A crucial factor in the return to cinema will be the new circumstances facing exhibitors worldwide. Social distancing has been a focal part of re-opening legislation. That is no different for the movie-going experience. Many countries have already implemented restricted screen capacities to 50% or less. Dependent on the existing infrastructure, these restrictions could cause considerable disruption in parts of the world where the capacity is already stretched.

In the interactive graphic below we map out which countries have more of a chance of thriving under social distancing measures. Each country is represented by a bubble. The size is relative to the number of indoor cinemas; the colour to the continent. Hover over any bubble to find which territory it is and more information. To take a closer look at specific regions you can deselect other continents by clicking on their name in the legend on the right-hand side.


† China 9+ Screens and based on newly built cinemas 2019
Source: UNESCO Institute for Statistics (UIS), http://data.uis.unesco.org/?ReportId=5542, Data extracted on 09 Jun 2020

Developing regions have a lower number of screens per capita

Median screens per capita is 4.69. The countries to the right (above 4.69) are almost exclusively western markets with well established cinema infrastructure. Whereas, those to the left of the median are all of South America and Africa and large parts of Asia and Eastern Europe. With social distancing measures in place, already under-screened countries may be disproportionately affected. The very low median screen per capita in Africa (0.2) and South America (2.2) could prove troublesome once these cinemas are then restricted in capacity. Whereas in the Oceanic region (10.0) a reduction in screen capacity will be less negatively felt due to the greater access to cinema.

Bigger is better in North America

The percentage of multiplexes in a region is a key indicator; the larger the cinema the more likely they will be able to effectively enact social distancing rules. In this measure North American cinemas lead the world. According to the data, 34.8% of cinemas across the region are multiplex cinemas (8+ screens). In the next highest region, Asia, it’s just 21.7%. This may indicate an ability to successfully filter patrons and ensure that social distancing measures are being met. European countries, whilst they tend to have a higher number of screens per capita, show a tendency to be small/medium sized cinemas. Spain has the highest proportion of multiplexes in Europe at only 30.7%, whilst the average across the region is just 10%.
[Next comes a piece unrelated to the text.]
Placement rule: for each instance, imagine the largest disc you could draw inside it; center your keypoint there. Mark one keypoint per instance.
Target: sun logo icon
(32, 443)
There is no ‘perfect’ country

Notably, there are no countries in the top right quadrant of the grid. This is the intercept of high proportion of multiplexes and high screens per capita. This suggests that whilst some countries are well placed to thrive despite restrictions (Ireland) and others will be able to enforce social distancing rules with more ease (South Korea) there is no country with the perfect combination of both.

As we enter the recovery phase over the next few months, as shown in the graphic above, there are countries and regions that are better equipped to deal with these new and unprecedented scenarios. The success of this period will ultimately rely on the creativity of exhibitors in all regions, building an environment where movie-goers feel safe and happy in spite of external pressures. Ensuring access to the movies people want to see, regardless of capacity restrictions, will be key to recovery.